Louie: The Complete First Season (Fox)
New York comedian Louis C.K. designed his first (short-lived) sitcom (which he made for HBO) around the life of a thirtysomething guy with a wife and young family. Now he’s a divorced father of two and his life is once again the inspiration for his amazing FX series Louie, a sitcom by strict definition but not like any you’ve ever seen. Playing essentially a version of himself, he’s a working comedian, a devoted (if sometimes overwhelmed and confused) dad and a fumbling forty two-year-old single man in a dating scene he doesn’t feel comfortable in and shows work through these and other situations (a visit to the doctor, taking on a heckler) without the usual sitcom structure.

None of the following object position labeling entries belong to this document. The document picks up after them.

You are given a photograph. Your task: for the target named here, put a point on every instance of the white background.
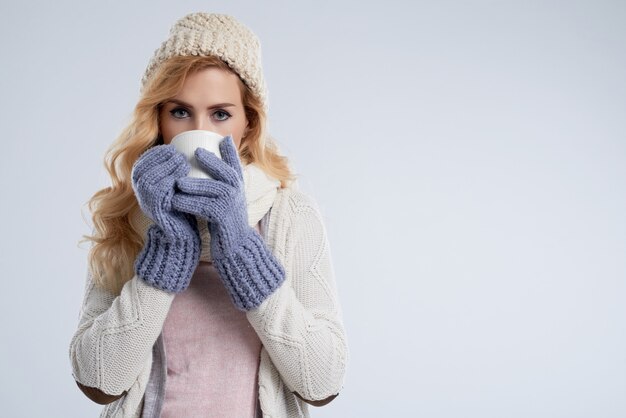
(468, 157)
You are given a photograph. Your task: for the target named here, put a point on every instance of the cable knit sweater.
(304, 355)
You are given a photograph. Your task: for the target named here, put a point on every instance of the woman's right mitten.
(172, 248)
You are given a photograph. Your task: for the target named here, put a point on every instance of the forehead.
(210, 84)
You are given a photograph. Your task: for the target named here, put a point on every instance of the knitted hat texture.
(218, 35)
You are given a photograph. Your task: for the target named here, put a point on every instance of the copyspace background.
(469, 158)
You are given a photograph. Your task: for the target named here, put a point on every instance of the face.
(210, 100)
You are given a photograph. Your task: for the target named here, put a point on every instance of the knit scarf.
(260, 191)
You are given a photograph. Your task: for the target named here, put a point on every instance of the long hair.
(116, 242)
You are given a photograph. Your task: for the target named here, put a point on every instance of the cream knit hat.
(218, 35)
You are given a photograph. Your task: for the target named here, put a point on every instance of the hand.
(246, 266)
(221, 200)
(172, 248)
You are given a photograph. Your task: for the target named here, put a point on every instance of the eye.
(221, 115)
(175, 112)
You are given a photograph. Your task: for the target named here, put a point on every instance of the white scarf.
(260, 190)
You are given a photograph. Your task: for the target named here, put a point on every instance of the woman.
(206, 297)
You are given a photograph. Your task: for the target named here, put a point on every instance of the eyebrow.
(180, 102)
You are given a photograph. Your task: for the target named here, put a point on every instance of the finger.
(203, 187)
(230, 155)
(195, 205)
(155, 155)
(216, 168)
(176, 166)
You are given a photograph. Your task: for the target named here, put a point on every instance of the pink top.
(212, 352)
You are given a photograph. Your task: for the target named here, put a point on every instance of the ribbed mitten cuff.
(167, 266)
(251, 273)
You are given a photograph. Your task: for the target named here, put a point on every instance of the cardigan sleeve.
(114, 337)
(300, 324)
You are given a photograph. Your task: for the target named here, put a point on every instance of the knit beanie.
(218, 35)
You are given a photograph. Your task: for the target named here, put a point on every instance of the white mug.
(187, 142)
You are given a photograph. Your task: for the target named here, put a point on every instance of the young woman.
(206, 297)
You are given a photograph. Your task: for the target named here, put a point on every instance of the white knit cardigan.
(300, 325)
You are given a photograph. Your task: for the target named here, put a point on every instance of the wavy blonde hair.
(116, 242)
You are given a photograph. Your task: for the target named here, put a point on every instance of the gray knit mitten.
(246, 266)
(172, 249)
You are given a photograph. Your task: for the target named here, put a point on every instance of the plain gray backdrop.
(469, 158)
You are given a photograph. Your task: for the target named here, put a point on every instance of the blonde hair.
(116, 242)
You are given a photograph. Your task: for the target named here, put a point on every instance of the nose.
(202, 124)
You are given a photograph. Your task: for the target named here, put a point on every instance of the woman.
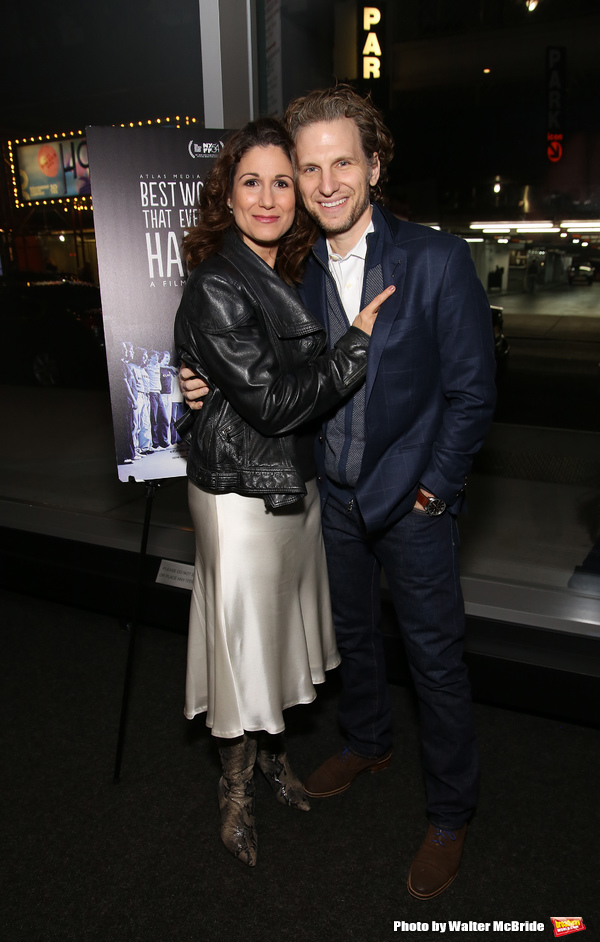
(260, 625)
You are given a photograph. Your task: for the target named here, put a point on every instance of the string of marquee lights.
(79, 203)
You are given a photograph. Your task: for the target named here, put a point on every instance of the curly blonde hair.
(342, 101)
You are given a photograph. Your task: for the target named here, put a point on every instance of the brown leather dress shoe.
(437, 861)
(338, 773)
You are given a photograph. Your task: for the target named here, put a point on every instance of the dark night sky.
(98, 63)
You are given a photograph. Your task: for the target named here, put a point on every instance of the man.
(393, 461)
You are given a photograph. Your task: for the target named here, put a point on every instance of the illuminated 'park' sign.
(371, 48)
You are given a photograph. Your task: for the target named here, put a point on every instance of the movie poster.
(145, 187)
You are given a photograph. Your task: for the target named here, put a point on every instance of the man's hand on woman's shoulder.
(193, 387)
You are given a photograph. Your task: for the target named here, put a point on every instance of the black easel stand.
(151, 487)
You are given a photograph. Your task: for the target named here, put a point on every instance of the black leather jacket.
(262, 353)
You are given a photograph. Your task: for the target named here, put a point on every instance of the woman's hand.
(193, 387)
(365, 320)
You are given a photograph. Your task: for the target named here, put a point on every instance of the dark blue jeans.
(419, 555)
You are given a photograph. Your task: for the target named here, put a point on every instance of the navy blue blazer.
(430, 388)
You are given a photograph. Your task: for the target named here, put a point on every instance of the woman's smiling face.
(263, 200)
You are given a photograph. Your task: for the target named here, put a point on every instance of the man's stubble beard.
(347, 224)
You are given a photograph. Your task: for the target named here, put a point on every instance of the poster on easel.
(146, 183)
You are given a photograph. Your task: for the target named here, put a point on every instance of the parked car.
(51, 327)
(501, 345)
(579, 273)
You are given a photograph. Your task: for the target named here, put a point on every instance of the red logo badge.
(565, 925)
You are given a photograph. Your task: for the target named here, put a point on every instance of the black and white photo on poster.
(145, 188)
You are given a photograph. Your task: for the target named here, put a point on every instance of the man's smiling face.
(334, 176)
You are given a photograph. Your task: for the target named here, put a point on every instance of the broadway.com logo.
(565, 925)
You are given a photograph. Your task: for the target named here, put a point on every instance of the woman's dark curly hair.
(342, 101)
(206, 238)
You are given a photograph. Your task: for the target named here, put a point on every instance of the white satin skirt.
(261, 633)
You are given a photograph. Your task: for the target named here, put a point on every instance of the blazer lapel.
(394, 273)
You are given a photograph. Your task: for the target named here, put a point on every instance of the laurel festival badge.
(565, 925)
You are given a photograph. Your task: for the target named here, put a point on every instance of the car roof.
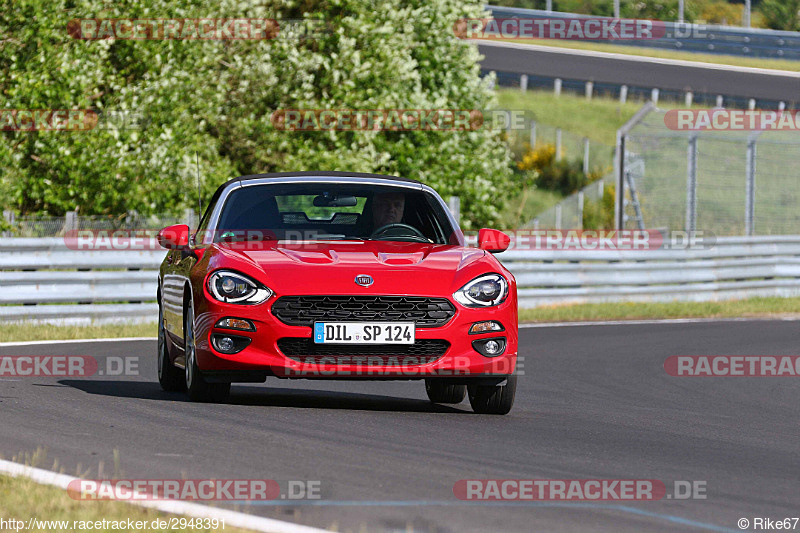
(320, 174)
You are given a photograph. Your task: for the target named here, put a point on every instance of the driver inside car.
(387, 208)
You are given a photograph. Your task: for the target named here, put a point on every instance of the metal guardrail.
(42, 280)
(710, 39)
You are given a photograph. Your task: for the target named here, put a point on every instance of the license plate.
(364, 332)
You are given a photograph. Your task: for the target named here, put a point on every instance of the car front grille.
(303, 349)
(305, 310)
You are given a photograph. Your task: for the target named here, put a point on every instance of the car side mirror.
(174, 237)
(493, 241)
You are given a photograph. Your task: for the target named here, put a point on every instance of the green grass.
(526, 205)
(754, 307)
(598, 119)
(29, 332)
(719, 59)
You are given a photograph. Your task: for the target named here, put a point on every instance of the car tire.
(493, 399)
(198, 389)
(170, 377)
(440, 391)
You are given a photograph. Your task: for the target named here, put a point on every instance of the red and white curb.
(196, 510)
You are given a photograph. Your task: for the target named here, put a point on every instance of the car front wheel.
(169, 377)
(493, 399)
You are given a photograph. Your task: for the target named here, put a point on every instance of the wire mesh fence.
(723, 182)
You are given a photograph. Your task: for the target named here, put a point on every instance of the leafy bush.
(544, 172)
(781, 14)
(599, 214)
(215, 99)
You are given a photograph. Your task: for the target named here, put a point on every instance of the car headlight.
(234, 288)
(485, 291)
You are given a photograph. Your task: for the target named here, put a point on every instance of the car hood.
(331, 267)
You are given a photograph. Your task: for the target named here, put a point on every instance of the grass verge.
(750, 308)
(23, 499)
(39, 332)
(659, 53)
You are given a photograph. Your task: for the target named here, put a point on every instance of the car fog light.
(235, 323)
(229, 344)
(492, 347)
(226, 344)
(485, 327)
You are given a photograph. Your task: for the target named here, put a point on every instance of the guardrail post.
(746, 15)
(8, 215)
(586, 156)
(454, 204)
(691, 185)
(619, 171)
(70, 221)
(750, 187)
(558, 144)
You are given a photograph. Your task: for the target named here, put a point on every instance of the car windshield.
(329, 211)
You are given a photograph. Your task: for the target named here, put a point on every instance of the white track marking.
(120, 339)
(653, 321)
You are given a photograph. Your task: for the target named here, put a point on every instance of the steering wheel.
(388, 227)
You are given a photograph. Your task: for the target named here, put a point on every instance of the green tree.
(781, 14)
(215, 98)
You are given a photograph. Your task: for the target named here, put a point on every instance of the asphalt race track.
(639, 71)
(594, 403)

Like Seinfeld, the shows are framed by his stand-up act but the resemblance ends there. Drawing from everyday events of his own life, “Louis” finds the absurdity in the mundane and pushes the envelope of offensiveness and discomfort as it explores the very concept of what is offensive and why. And sometimes Louis C.K., who also writes and directs every episode of the first season, creates sublime moments of humanity captured under the lens. “Bully” (episode 9) is like nothing else I’ve seen on TV, at once uncomfortable, frustrated, scared, angry, curious and, finally, open to the fact that life is complicated beyond our ability to encompass and the best that we can do is share our limited understanding with one another.